There are several potential explanations for the differences in outcome between this study and SCD-HeFT. The much higher use of beta-blockers and other pharmacologic agents for heart failure management in DANISH decreased the overall cardiovascular death rate as well as the contribution of SCD to overall mortality. Additionally, no patients in SCD-HeFT were treated with CRT, which was highly prevalent in the DANISH population. The etiology of the nonischemic cardiomyopathy may have differed as well; certainly, the percentages of patients suffering from hypertension and diabetes were much less in DANISH. Also, DANISH patients were on average 3.5 years older than SCD-HeFT patients, again contributing to a larger competing risk of non-arrhythmic mortality. Finally, it remains possible that DANISH, at half the size of SCD-HeFT, was underpowered to detect a truly present, but small, mortality benefit.

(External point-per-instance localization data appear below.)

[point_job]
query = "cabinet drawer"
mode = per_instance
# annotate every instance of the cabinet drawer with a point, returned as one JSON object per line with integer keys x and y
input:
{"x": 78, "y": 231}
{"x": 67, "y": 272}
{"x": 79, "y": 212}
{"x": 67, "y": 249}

DANISH should prompt cardiologists to consider who among the large nonischemic heart failure population is most likely to benefit from ICD therapy. One consistent message is that younger patients with less competing mortality risk have a greater likelihood of benefit. Whether there is a U-shaped curve similar to that proposed for ischemic cardiomyopathy patients, where not only the sickest, but also the most healthy, are unlikely to benefit from ICD implantation, is as yet unclear. Interestingly, both DANISH and SCD-HeFT showed no benefit of ICDs in women, a population that really deserves greater study. It is really good news that with improving medical therapy, ICDs might not be warranted across the board for heart failure patients. However, it may be premature to conclude that they provide no benefit to the population of nonischemic heart failure patients as a whole.
Prophylactic implantable cardioverter defibrillator implantation does not provide mortality benefit for nonischemic heart failure patients.